The bill proposes new definitions for clinical trials, over-the-counter drugs, manufacturers, medical devices, new drugs, bioavailability studies, investigational new drugs and imported spurious drugs, among others. It seeks to bring in regulations for online pharmacies and medical devices and penalties such as imprisonment and compensation in case of injury or death during clinical trials for drugs.
The draft also proposes that no clinical trial can be carried out without permission, medical management and compensation for injury or death, the draft proposes. The bill further mentions that no person shall himself or by any other person on his behalf sell, stock or exhibit or offer for sale or distribute any drug by online mode (e-pharmacy) except under and following a licence or permission issued in such manner as may be prescribed.
The Centre has proposed a separate Drugs Technical Advisory Board (DTAB) and Medical Devices Technical Advisory Board (MDTAB).
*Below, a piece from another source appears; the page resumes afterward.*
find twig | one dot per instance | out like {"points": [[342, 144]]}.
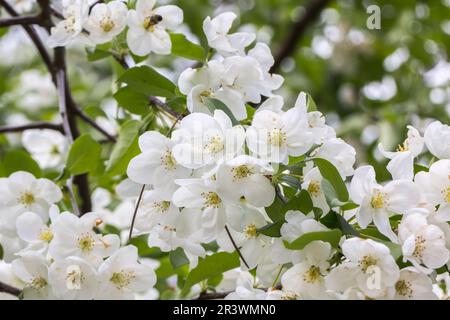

Other than officials from the health ministry, the board will also include people from the department of atomic energy, department of science and technology, Ministry of Electronics, DRDO, and experts in the field of biomedical technology, biomaterials, and polymer technology. The draft proposes to allow the Centre to waive the requirement of conducting a clinical investigation for the manufacture or import of a new medical device in the public interest.
It proposes medical device testing centres on the lines of drug laboratories in states and at the central level and states that medical management and compensation have to be provided to persons who are injured while participating in such trials. And, in case of death, the legal heir of the participant should be awarded compensation.
The Bill proposes that the Central government must come up with rules to regulate the online sale of drugs and for online pharmacies to operate “following a licence or permission issued”. The Bill also includes a chapter on Ayurveda, Siddha, Sowa-Rigpa, Unani and Homeopathy, and their respective Drug Technical Advisory Boards.